毒入りたばこで盗難事件、ロアンヌ市で相次ぐ

善良な普通の市民たちが急に正気を失い、暴れ出す事件が相次ぐ。人々は恐怖に陥る。調査に乗り出したウルトラ警備隊は、全員が特定の場所で買ったたばこを吸った後に変調をきたしたことを突き止める。真相に迫るモロボシ・ダンの前に姿を現した黒幕のメトロン星人は言う、「我々の目的は、地球人たちが互いの信頼を失い、疑心暗鬼となって自滅することだった」と。
懐かしい「ウルトラセブン」の名作エピソード「狙われた街」のあらすじである。この話を髣髴とさせる事件が、仏ロワール県ロアンヌ市で起こっている。地検の捜査班が7月31日に発表した。
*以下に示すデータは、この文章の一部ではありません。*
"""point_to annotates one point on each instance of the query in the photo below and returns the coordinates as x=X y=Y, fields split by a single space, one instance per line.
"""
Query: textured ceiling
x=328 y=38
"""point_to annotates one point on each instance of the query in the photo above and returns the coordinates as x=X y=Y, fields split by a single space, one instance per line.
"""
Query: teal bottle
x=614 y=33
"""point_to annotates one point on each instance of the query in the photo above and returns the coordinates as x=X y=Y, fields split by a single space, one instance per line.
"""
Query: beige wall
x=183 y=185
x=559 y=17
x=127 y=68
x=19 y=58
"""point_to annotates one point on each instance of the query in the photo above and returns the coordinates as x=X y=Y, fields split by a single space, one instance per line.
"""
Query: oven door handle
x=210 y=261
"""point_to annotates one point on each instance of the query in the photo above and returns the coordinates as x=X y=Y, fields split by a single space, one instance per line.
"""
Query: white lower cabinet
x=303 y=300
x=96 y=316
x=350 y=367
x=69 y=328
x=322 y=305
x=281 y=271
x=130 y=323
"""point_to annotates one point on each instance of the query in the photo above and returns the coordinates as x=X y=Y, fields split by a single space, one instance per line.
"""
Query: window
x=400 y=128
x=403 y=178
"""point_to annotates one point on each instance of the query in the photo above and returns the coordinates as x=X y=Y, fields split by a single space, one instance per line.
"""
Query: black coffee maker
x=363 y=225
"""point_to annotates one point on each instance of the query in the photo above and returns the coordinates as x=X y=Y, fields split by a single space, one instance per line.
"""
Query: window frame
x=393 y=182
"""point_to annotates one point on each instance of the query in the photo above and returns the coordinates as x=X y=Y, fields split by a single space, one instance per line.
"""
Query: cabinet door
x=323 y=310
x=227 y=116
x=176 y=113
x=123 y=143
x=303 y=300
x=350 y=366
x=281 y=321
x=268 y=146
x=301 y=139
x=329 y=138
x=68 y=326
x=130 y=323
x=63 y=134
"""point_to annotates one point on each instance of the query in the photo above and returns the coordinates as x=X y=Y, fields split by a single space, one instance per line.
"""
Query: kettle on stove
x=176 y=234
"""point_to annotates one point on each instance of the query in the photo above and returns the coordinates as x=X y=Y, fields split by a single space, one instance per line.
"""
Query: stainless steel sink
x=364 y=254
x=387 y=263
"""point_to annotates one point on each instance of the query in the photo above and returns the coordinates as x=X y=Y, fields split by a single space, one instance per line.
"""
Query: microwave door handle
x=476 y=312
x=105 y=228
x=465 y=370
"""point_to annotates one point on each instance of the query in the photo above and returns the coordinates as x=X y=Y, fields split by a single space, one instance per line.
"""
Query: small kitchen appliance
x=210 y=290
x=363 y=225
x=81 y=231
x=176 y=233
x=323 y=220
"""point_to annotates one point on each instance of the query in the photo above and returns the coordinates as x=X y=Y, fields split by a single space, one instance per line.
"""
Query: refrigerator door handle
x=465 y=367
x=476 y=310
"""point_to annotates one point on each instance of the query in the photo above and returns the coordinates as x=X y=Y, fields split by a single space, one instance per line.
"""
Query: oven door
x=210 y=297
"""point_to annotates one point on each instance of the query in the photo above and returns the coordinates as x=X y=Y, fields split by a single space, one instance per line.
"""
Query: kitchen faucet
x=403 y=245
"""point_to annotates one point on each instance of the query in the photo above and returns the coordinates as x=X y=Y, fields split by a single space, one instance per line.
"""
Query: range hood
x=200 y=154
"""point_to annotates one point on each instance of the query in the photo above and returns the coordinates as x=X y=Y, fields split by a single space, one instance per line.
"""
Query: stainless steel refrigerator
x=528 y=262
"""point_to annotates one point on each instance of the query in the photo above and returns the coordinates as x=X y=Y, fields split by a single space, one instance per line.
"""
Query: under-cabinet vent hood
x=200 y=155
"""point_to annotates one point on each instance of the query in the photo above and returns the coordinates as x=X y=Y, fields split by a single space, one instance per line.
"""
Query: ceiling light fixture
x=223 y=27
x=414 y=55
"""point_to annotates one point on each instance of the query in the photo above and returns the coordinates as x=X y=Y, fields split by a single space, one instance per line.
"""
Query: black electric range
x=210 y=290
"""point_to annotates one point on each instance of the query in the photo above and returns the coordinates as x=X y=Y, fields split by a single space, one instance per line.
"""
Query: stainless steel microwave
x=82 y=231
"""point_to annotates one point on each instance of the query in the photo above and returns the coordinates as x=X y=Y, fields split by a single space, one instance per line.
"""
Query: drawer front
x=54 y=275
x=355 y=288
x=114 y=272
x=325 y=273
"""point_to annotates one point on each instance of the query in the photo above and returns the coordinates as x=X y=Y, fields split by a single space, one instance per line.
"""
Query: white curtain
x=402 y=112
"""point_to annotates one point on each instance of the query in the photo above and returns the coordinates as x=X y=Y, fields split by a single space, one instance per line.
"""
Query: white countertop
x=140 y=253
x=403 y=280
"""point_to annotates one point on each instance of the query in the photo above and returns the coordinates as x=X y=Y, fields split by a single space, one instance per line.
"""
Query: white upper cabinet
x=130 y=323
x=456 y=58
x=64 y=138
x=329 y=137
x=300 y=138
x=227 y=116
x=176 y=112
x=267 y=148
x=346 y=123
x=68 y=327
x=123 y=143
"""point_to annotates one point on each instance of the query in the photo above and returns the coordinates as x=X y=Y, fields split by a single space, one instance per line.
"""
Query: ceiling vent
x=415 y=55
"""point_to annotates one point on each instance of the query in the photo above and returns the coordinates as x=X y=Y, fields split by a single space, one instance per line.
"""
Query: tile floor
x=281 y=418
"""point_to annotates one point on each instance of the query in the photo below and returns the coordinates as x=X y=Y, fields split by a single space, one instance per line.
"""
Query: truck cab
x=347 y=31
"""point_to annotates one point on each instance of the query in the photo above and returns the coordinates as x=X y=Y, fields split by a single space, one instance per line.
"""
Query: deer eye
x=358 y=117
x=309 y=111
これによると、これまでにロアンヌ市などで6件、勧められたたばこを吸った人が昏倒するなどの事件が発生。たばこは、紙で巻いて吸う形の刻みたばこで、被害者らは2本から4本を吸ったところで様子がおかしくなった。昏倒する者もあれば、救助に急行した消防士に暴力をふるったり、また砂利を食べていた者もいた。被害者らは入院したが、いずれも回復して退院している。スマホなど所持品等がなくなった被害者もおり、犯行の主な動機は地球侵略ではなく、盗難であると考えられる。
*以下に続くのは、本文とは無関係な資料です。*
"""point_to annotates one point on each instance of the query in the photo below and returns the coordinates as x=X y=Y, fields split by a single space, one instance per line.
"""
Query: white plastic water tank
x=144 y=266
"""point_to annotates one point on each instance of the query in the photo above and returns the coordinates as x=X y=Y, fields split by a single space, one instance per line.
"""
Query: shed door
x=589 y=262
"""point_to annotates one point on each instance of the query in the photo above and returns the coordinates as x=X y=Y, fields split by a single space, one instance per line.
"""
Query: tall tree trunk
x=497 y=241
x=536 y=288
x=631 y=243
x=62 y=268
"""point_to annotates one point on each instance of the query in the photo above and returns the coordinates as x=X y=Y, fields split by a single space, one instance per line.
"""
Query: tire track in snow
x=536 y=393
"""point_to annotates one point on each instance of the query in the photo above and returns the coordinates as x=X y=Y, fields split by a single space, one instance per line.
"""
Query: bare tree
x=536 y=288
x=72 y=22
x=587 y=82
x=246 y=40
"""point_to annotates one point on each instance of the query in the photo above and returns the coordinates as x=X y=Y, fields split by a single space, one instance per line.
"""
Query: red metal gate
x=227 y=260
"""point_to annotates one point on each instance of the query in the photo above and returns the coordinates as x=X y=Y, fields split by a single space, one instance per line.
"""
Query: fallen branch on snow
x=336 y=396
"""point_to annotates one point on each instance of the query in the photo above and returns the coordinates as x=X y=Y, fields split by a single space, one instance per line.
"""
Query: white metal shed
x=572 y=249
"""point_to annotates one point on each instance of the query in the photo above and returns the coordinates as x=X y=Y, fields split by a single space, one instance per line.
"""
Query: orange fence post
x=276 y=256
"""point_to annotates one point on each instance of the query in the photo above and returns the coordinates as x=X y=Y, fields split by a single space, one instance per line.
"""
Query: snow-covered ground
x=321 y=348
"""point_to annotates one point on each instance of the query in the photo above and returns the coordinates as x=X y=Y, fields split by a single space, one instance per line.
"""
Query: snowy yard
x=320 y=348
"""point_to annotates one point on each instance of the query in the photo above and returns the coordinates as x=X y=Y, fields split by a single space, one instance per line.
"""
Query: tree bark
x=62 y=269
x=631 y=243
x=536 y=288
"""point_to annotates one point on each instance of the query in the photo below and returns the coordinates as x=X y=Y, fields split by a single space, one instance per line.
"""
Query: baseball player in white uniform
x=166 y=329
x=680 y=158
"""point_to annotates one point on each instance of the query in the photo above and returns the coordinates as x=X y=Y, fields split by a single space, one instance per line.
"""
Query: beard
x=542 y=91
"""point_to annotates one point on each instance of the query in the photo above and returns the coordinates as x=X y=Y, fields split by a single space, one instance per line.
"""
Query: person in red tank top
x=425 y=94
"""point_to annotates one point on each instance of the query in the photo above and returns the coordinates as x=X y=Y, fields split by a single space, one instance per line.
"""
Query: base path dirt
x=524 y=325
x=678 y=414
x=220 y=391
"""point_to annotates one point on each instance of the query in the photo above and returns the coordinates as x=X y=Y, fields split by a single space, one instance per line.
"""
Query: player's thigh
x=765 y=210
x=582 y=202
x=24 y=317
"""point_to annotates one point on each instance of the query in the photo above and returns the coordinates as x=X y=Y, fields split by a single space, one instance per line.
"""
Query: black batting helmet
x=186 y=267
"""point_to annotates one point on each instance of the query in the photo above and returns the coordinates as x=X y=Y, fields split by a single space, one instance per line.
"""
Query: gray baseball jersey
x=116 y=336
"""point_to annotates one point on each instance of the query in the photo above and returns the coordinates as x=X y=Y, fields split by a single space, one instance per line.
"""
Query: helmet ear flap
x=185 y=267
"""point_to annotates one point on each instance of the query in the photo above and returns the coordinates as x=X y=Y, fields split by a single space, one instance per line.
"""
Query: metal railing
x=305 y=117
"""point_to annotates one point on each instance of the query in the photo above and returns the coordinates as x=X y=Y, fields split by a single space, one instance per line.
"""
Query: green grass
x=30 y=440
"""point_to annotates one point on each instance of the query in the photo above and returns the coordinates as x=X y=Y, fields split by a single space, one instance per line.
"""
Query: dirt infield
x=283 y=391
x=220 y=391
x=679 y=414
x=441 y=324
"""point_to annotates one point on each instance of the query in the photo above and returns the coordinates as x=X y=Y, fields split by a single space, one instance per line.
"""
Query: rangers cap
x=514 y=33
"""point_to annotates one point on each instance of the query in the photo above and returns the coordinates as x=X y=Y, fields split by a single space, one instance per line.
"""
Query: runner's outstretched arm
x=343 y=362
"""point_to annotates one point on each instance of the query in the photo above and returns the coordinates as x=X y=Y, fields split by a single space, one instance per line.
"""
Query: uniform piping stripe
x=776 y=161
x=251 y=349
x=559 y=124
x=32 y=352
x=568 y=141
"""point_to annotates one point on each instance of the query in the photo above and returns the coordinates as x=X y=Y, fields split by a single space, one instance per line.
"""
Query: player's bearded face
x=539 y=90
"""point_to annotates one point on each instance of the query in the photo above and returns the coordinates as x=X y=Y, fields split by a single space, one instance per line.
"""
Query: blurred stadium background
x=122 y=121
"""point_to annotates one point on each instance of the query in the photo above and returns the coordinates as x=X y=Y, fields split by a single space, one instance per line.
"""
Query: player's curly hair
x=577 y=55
ロアンヌ地検によれば、このような事件の発生は本土では初めてだが、被害者の症状は、海外県レユニオンで流行の麻薬「化学たばこ」に似ているという。警察は吸い殻を分析して使用された毒物の特定を進めている。監視カメラの解析なども行っているが、犯人像はまだ掴めていない。